Democracy is a big word, and like all big words it is given to controversy and misuse.
Since the magazine’s cover story this month and in April will be about local elections and local governments, it may be suitable to discuss what Democracy is. I have no definite suggestion for what it should be – no one does, I would venture – but a discussion about this most popular political concept of our times is never a waste of time.
Broadly, it is “rule of the people, for the people and by the people”, to quote Abraham Lincoln. But where one lays the stress makes all the difference. In ancient China, the idea of “Tianming” – The Heavenly Mandate – signified rule for the people, but as we know its political systems were hardly democratic in any modern sense of the word.
Looking from below, the main problem is the word “people”. No ruler can really be of the people chosen by all the people, and govern for all the people – not all the time, not some of the time, not ever. So this leaves us always with divisions based on ethnicity, class, gender, religion, age and a string of other factors.
Looking from above, it is the sustainability of the system, along with its efficacy in facilitating growth and development, which tends to be the top priority. State building does not have the same agenda or discourse as Nation building.

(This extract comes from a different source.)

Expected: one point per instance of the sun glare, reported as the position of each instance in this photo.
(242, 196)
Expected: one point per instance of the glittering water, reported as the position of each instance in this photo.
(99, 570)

Let’s consider alternative systems of political organisation, and see if that provides some insights. Firstly, we have the Monarchy, the system where one family runs a country. This is closely tied to the Aristocracy in that it is in effect rule by a network of families with the royal family in the middle. This feudal setup has become very rare and such kingdoms are quaintly tiny nowadays. If not tiny, kingdoms tend nowadays to be parliamentary monarchies.
Secondly, we have the Theocracy – rule by a religious elite whose claim to legitimacy rests on some holy book or some spiritual order and on the population being believers or captives of the religious teaching involved. There are not that many theocracies left in the world today. Islamic Iran and the transnational edifice of the Catholic Church come to mind.
These systems are undoubtedly archaic, and the only real modern alternative to universal suffrage systems is the oneparty construction that communism has left behind. But even communism was an ideology that sought to represent “the people”, or at least a historical segment of the people as defined by it, be it the proletarian class or progressive peasants.
Underlying this discussion is the political unit that is today’s basis for human society, namely the Nation State. Understood as Nation, a country negotiates between ethnocentrism and ethnic pluralism; while understood as State, it seeks credible national defence and sustained economic growth, and provides a relatively peaceful mechanism for picking competent leaders and for transfer of power.
In the final analysis, what governments are to deliver varies so much that one necessary conclusion is that Democracy has to be tiered. Representation at the local level concerns issues that are obviously different from those found at the provincial or state level, which in turn are different from those found at the central or federal level.
And so, the more centralised a system is, the weaker its ability to represent local and lower-level concerns.